Should You QR? – The Debate about QR Codes for Law Firms
Is having a QR code on an ad simply to pander to the clients and checkbox the “mobile marketing” portion of your integrated advertising campaign? asks Mitch Joel:
“In theory, QR codes sound awesome. Your consumer sees an advertisement that engages them, they whip out their mobile device, snap a picture of the QR code and they’re suddenly catapulted into an immersive brand experience that can live beyond the physical limitations of a print ad.”
Or are QR codes the “ugliest, stupidest, most useless (& used less) tech” around? Here’s what I know: I downloaded a QR reader app three months ago to write about how a bar association is using it for their continuing legal education marketing. I haven’t used it since.
But what on earth are QR codes?
Quick Response (QR) codes are black-and-white images that function like barcodes on steroids. They have the ability to store URLs, product information, or even an entire set of course materials for a conference.
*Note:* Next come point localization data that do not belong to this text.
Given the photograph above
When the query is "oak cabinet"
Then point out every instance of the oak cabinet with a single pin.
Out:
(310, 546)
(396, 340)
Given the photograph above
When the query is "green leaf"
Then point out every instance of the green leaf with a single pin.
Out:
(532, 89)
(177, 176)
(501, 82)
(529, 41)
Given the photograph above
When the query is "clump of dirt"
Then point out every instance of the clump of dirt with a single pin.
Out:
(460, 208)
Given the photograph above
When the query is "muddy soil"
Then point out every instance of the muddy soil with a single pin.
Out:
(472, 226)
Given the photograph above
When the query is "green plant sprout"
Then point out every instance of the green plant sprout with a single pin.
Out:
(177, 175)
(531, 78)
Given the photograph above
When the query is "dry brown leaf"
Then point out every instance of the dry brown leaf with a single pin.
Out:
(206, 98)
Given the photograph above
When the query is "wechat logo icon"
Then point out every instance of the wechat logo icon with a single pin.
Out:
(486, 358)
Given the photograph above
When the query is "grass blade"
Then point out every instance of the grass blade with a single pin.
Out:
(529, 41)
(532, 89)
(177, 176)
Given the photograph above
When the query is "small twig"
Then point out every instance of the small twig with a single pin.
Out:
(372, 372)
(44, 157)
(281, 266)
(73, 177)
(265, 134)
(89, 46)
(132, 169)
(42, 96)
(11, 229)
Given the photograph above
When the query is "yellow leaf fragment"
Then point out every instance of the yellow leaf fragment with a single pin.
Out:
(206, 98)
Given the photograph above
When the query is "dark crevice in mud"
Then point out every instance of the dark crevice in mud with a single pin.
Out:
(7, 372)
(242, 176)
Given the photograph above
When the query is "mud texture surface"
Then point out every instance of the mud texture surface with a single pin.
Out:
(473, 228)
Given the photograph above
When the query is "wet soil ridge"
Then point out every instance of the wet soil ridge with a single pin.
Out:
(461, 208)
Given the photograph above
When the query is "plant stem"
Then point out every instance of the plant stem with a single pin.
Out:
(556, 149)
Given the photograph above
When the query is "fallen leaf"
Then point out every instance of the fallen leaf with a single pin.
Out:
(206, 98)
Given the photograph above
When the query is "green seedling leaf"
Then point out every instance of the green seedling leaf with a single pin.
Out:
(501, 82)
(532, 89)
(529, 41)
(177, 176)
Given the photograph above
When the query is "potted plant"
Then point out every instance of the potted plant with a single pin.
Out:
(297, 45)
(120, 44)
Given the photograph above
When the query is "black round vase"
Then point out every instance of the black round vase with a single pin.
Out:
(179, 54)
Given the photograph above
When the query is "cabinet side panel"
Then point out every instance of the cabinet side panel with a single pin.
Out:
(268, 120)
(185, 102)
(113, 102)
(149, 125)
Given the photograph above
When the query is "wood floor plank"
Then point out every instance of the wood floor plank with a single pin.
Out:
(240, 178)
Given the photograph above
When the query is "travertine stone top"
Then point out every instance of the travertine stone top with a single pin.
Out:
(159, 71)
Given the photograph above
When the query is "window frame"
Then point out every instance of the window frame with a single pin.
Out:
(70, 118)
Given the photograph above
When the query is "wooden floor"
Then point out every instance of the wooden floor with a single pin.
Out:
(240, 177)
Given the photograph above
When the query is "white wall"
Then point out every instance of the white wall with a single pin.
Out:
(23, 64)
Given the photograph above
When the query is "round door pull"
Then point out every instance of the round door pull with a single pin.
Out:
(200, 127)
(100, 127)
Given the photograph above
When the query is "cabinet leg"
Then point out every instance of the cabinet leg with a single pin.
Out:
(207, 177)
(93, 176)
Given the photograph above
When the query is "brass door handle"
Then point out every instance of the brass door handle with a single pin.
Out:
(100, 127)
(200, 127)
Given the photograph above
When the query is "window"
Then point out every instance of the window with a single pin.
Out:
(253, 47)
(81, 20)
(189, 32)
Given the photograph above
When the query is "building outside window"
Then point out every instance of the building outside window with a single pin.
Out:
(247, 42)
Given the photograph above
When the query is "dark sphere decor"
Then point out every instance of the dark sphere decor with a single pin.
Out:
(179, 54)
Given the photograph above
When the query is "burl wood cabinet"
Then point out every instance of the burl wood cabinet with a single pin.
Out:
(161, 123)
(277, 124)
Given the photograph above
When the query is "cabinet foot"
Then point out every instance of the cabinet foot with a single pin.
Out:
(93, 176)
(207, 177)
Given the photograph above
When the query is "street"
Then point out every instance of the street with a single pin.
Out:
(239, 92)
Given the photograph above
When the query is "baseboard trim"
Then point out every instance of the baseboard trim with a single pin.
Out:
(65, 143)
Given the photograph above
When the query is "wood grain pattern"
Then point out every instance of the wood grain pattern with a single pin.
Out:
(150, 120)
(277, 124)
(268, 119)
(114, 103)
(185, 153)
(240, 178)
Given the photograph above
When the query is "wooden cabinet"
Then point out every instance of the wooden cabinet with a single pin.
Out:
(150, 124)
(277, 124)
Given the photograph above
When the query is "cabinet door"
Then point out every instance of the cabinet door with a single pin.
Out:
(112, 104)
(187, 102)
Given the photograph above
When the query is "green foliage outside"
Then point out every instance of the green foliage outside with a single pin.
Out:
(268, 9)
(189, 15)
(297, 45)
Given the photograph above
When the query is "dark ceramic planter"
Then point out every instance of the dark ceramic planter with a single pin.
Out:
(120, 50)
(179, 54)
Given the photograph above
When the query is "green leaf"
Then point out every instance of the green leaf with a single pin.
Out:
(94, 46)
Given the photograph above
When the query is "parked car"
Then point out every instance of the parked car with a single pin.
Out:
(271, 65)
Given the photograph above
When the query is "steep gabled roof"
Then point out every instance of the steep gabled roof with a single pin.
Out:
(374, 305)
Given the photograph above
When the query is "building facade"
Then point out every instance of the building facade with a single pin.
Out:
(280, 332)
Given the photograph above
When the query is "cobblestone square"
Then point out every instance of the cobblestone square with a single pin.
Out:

To get a QR code, use one of the many free online programs (Google QR code generator). Then download a QR reader for your smartphone (i.e. RedLaser). Turn the camera on and point it at the QR code.
Cumbersome mobile application is a major drawback…
With the extra effort needed by the consumer, the QR code experience better be awesome. Or the results useful. In either case, you’ll likely be underwhelmed. Challenges abound:
- Like the effect of sunlight and shadows on a billboard campaign when trying to capture the QR image.
- Or the folds and creases on a postcard rendering the image useless.
- Or the hassle of getting the darn app to open quickly and click, largely missing the ads on television commercials. Why were they on fleeting commercials anyway?
And that’s before I even get to the often less-than-riveting or useful “landing page”.
Business cards – putting QR codes to good use
A QR code on business cards is a good use of this application. How many times have you returned from a conference with a pocket full of business cards that sit in your desk drawer for months on end? If all you needed to do was scan the code without ever accepting and pocketing the card and have it routed to your CRM or address book, how cool would that be?
The business card died, proclaimed Jay Shepard on his Above the Law post. Staci Zaretsky followed up with, Lawyers, Is It Time to Toss Your Business Cards?
I disagree. No, business cards are not going away. Certainly not in the legal profession. Hold on to your business cards but make sure you add a QR code.
The flack QR codes have gotten is well deserved but the technology hasn’t been widely adopted yet, so there’s still time to right the ship.
Use them properly. Don’t have a code on your website containing only a link to your website. Visitors are already there (yes, people actually do this)!
Instead, do some research and put in the work before formulating a campaign for your QR code.
Besides business cards, can you think of any other useful, practical applications? Please share your thoughts and experiences.